Post-prison notoriety for rappers has evolved from dropping the obligatory First Day Out freestyle to making the rounds on every podcast couch, YouTube channel, and TikTok fashion or music page that draws ears and eyes. So there was Max, doing a fit check with an influencer at a Jets game before he could even stop at the jeweler. To his credit, though, his comeback also involves another, more old-fashioned strategy: appearing at clubs throughout the Northeast, culminating in two sold-out Brooklyn homecoming shows set to happen next January. But after seeing a clip of him in the club looking bewildered as someone yelled in his ear, I couldn’t help but wonder how it felt to be that perceived, that outside, after being locked away from the world at large for so long. Sixteen years is a while for anyone to be gone, but it might as well be three lifetimes in rap.
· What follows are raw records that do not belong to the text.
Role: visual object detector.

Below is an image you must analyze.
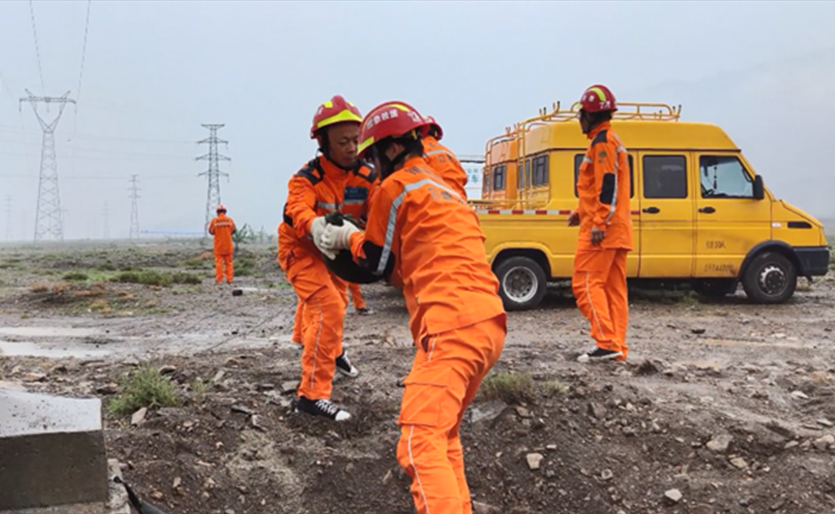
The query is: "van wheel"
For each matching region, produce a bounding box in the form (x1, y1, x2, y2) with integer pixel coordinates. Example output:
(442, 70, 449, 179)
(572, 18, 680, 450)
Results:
(692, 279, 737, 299)
(741, 251, 797, 304)
(495, 256, 547, 311)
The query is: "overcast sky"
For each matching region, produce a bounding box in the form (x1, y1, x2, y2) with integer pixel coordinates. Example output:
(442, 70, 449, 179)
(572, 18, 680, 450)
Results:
(1, 1, 834, 241)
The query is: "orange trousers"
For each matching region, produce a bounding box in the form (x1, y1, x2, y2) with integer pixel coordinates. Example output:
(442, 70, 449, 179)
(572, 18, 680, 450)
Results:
(396, 314, 506, 514)
(571, 248, 629, 359)
(215, 253, 233, 283)
(282, 249, 345, 400)
(291, 276, 363, 344)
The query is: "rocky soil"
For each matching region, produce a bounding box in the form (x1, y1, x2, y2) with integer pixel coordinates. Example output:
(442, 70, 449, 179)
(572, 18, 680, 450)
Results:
(1, 240, 834, 514)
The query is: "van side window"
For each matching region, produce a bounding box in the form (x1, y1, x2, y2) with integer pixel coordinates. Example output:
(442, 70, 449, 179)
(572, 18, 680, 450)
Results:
(699, 155, 753, 198)
(574, 154, 634, 198)
(517, 162, 524, 189)
(532, 155, 549, 186)
(642, 155, 687, 199)
(493, 164, 505, 191)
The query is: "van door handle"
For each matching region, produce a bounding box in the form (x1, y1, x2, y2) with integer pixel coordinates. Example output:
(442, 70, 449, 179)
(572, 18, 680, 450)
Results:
(699, 206, 716, 214)
(642, 207, 660, 214)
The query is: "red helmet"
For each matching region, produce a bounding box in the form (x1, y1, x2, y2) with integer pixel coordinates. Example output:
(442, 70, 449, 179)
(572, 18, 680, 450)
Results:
(216, 203, 226, 212)
(310, 95, 363, 139)
(422, 115, 443, 140)
(357, 101, 427, 158)
(579, 84, 618, 113)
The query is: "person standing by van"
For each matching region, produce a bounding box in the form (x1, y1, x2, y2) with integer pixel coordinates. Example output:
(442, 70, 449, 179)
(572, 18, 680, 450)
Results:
(567, 84, 634, 361)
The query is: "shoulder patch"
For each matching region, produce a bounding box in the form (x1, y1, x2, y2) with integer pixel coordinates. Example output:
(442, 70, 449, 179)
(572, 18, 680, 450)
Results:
(592, 129, 609, 146)
(296, 158, 323, 185)
(354, 161, 378, 183)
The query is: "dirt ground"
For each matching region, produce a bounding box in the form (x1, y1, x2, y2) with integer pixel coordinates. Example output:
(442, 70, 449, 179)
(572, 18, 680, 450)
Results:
(1, 240, 834, 514)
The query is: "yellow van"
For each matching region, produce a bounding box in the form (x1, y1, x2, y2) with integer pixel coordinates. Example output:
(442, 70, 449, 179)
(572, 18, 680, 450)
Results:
(474, 102, 830, 310)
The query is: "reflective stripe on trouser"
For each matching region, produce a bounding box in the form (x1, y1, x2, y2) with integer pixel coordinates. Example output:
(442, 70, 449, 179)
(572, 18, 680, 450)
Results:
(287, 257, 346, 400)
(571, 249, 629, 359)
(396, 314, 506, 514)
(215, 254, 233, 283)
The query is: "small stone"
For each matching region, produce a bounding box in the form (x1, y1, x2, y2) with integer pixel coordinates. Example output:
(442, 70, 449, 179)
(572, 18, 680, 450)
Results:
(706, 434, 733, 453)
(784, 440, 799, 449)
(22, 372, 47, 382)
(212, 369, 225, 383)
(151, 491, 163, 500)
(281, 380, 298, 395)
(516, 406, 532, 418)
(159, 365, 177, 375)
(817, 418, 834, 428)
(382, 469, 393, 485)
(588, 402, 607, 419)
(546, 444, 558, 451)
(664, 488, 683, 503)
(256, 383, 275, 391)
(601, 469, 613, 481)
(131, 407, 148, 426)
(96, 382, 119, 395)
(729, 457, 747, 469)
(472, 501, 500, 514)
(812, 434, 834, 451)
(231, 404, 255, 416)
(691, 328, 706, 335)
(790, 390, 809, 400)
(172, 477, 181, 489)
(526, 453, 544, 471)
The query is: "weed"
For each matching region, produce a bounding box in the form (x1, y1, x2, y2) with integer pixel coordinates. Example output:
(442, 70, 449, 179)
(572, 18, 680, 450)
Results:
(63, 271, 89, 282)
(29, 283, 49, 293)
(170, 272, 202, 285)
(108, 365, 180, 415)
(96, 262, 117, 272)
(190, 377, 212, 404)
(113, 270, 200, 287)
(479, 371, 535, 404)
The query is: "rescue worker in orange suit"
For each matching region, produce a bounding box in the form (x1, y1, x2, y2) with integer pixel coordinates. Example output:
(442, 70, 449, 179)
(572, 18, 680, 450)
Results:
(320, 101, 506, 514)
(567, 84, 634, 362)
(208, 204, 236, 284)
(421, 115, 469, 199)
(277, 95, 375, 421)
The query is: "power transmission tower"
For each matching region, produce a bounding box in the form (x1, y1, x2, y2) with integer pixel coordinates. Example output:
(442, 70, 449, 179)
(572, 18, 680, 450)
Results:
(102, 202, 109, 239)
(196, 124, 230, 229)
(4, 196, 12, 241)
(19, 89, 75, 242)
(128, 175, 141, 241)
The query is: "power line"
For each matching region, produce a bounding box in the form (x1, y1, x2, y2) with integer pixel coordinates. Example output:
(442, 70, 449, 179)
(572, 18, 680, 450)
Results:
(27, 0, 46, 97)
(128, 175, 140, 241)
(19, 89, 76, 242)
(76, 0, 92, 106)
(196, 124, 230, 230)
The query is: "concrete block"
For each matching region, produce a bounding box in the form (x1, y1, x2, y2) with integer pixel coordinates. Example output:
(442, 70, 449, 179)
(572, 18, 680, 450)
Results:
(0, 388, 108, 511)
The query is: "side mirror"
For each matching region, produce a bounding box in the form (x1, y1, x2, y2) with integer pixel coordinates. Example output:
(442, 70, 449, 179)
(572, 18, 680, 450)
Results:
(753, 175, 765, 200)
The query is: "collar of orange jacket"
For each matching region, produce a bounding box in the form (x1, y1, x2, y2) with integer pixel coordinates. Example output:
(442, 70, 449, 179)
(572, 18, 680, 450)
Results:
(318, 154, 355, 177)
(587, 120, 612, 140)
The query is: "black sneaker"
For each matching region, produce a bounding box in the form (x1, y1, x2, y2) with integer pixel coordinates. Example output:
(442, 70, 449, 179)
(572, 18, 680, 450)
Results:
(294, 396, 351, 422)
(335, 350, 360, 378)
(356, 307, 374, 315)
(578, 347, 623, 363)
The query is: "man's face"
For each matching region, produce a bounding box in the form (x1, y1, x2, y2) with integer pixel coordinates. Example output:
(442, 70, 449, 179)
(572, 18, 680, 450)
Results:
(579, 110, 592, 134)
(324, 123, 359, 168)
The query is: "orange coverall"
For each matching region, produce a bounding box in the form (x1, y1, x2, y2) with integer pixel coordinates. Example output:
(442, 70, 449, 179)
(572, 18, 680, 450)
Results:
(208, 213, 236, 283)
(347, 156, 506, 514)
(278, 157, 376, 399)
(423, 135, 469, 200)
(287, 165, 377, 344)
(572, 121, 634, 360)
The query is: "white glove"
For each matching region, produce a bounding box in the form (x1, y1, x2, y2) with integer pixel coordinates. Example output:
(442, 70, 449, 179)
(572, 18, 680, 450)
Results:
(321, 223, 360, 253)
(309, 216, 336, 260)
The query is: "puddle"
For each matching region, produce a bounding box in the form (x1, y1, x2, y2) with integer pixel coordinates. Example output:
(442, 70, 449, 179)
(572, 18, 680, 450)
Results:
(0, 327, 101, 338)
(0, 341, 111, 360)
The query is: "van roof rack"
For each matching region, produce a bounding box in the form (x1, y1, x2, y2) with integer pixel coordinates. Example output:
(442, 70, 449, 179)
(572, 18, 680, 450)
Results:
(548, 101, 682, 121)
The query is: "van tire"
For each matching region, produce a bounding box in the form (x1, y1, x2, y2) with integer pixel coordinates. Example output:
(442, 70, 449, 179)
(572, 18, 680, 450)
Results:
(495, 256, 547, 311)
(692, 279, 737, 299)
(741, 251, 797, 304)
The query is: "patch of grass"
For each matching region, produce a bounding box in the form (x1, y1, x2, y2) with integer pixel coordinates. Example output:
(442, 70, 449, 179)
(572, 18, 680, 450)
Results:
(108, 365, 180, 415)
(170, 272, 202, 285)
(0, 262, 22, 270)
(480, 371, 535, 404)
(96, 262, 117, 272)
(112, 270, 201, 287)
(235, 256, 257, 277)
(190, 377, 212, 404)
(63, 271, 89, 282)
(542, 379, 570, 397)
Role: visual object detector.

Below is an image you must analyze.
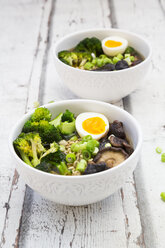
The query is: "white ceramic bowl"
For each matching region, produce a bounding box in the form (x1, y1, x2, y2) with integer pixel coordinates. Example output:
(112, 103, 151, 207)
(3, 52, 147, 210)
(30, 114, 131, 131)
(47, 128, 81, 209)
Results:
(53, 28, 152, 102)
(9, 100, 142, 206)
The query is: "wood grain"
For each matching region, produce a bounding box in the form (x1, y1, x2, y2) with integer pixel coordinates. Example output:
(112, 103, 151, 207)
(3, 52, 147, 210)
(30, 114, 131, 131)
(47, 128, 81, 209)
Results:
(1, 0, 164, 247)
(0, 1, 53, 247)
(18, 0, 143, 247)
(114, 0, 165, 247)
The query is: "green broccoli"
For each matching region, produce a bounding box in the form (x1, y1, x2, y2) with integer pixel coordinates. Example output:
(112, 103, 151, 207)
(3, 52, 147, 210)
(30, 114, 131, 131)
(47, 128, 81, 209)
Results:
(37, 149, 71, 175)
(22, 120, 39, 133)
(13, 132, 45, 167)
(35, 161, 54, 173)
(124, 46, 137, 56)
(58, 51, 79, 66)
(78, 52, 93, 67)
(38, 120, 62, 143)
(41, 150, 66, 164)
(74, 37, 103, 56)
(50, 110, 76, 135)
(30, 107, 52, 122)
(84, 62, 95, 70)
(22, 119, 62, 143)
(58, 51, 92, 68)
(62, 109, 75, 122)
(50, 113, 63, 128)
(60, 121, 76, 135)
(36, 161, 71, 175)
(41, 142, 59, 159)
(13, 137, 33, 166)
(60, 109, 76, 135)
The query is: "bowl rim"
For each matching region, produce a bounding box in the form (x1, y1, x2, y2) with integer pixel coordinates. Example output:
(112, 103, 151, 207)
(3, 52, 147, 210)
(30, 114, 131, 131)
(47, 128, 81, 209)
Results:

Max is playing it cool, but pressure is coming in from all sides. We couldn’t go a day without seeing the “Max B should work with…” tweets and speculation about what kind of music he’d drop and when. I’d bet money on GQ, The New York Times, or some other big publication gearing up a triumphant profile, with the (probably white) journalist shadowing Max as we speak. Younger audiences who weren’t around for his prolific era will wonder what the big deal is; older audiences will be waiting for whatever new music they can hear. I’ve been running back Wave Pack and Coke Wave as much as the next guy, but I wanna take the time to remind everyone to chill and let the man’s return unfold on his terms.